SHOP OWNER: Marion White
LOCATION: Corpus Christi, TX
I've been carving since 1996. I usually carve my works in mesquite wood. The seahorses are carved out of a piece of mesquite with broken edges. These broken edges help create the sea grass behind them. The seahorses are carved in place, not glued in or added on.
Most of the work was done with a carving knife that I made from a Shrade 152 sharp finger-skinning knife. After the seahorse sculpture won an award in McAllen, Texas, I decided to reproduce them in bronze. I had a mold made and now plan to make an addition fifty. I added the third horse, an after thought, to add balance to the piece. The original seahorses were given many coats of hand rubbed lacquer to bring out the natural color of the mesquite.
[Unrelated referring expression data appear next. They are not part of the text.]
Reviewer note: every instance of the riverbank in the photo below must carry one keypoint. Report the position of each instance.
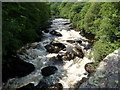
(61, 48)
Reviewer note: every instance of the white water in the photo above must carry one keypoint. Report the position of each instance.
(69, 73)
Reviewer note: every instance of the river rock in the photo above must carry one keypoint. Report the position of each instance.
(56, 86)
(49, 70)
(15, 67)
(46, 31)
(89, 67)
(107, 73)
(79, 41)
(53, 32)
(66, 56)
(55, 47)
(70, 41)
(78, 52)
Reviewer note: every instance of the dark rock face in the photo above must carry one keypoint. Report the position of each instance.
(55, 47)
(14, 67)
(106, 74)
(78, 52)
(53, 32)
(49, 70)
(71, 41)
(79, 41)
(66, 56)
(42, 85)
(89, 67)
(66, 23)
(46, 31)
(56, 86)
On November 11, 2001 the Corpus Christi Caller Times published a story about me titled: "An angel's blessing". You can read my story and about my sculpture, "Resurrection", online at the Corpus Christi Caller Times' Website.
The sculpture, "Jewel of the Marsh", is another award winner. It was carved from a single piece of driftwood I found on the beach. It took 57 days and nights to complete. I used every tool that would, could, and should cut wood. It stands 42" high and is part of a "Y" to extend the neck beyond the base. I do not have a clue what kind of wood it is because of all the different types that wash up on the beach. After sanding it to 600 grit, I applied many coats of lacquer. The final coat is a mixture of lacquer retarder and a very small amount of lacquer.
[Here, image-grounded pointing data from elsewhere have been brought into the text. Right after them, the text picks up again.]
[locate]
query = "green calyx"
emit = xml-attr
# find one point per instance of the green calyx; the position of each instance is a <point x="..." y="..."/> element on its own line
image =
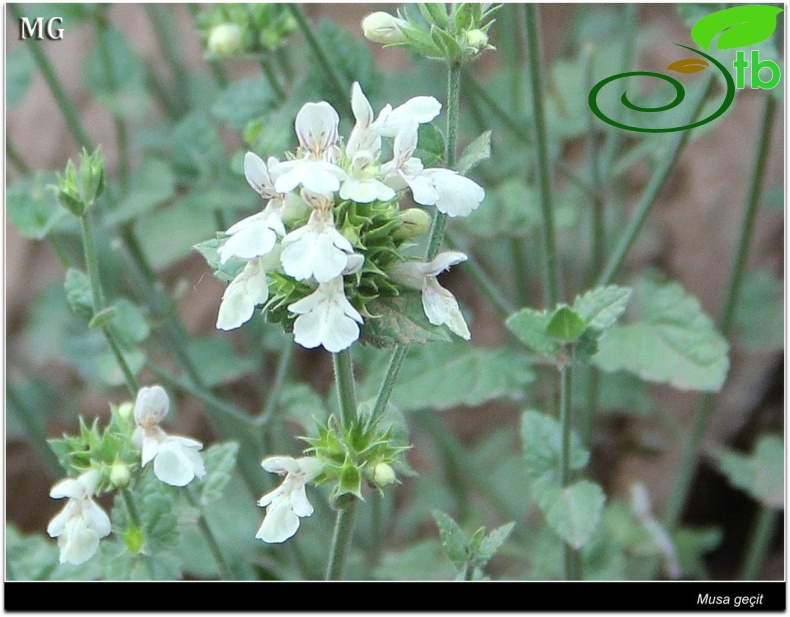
<point x="351" y="454"/>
The "Singing Sea Captain" is a class project that I teach at the Art Center For The Islands in Port Aransas, Texas. It starts out as a 2 x 2 block of basswood. The one in the picture is bronze. It takes beginners two or three classes to finish them.
Also an award-winning piece, "The Wizard and the Owl" sculpture is made from a cypress knee. The cane in his hand was added in. It's made of ebony root and was carved entirely with a knife. The finish is a hand rubbed lacquer.
Here is a picture of my booth during the November show at the Art Center. The display includes some of the knives I make and a red fish I call "Spoon Catcher". The fish is made from black walnut, the spoon is real, the base is ebony root, and the bottom is mesquite. I never had the chance to show this piece because it sold the day I finished it!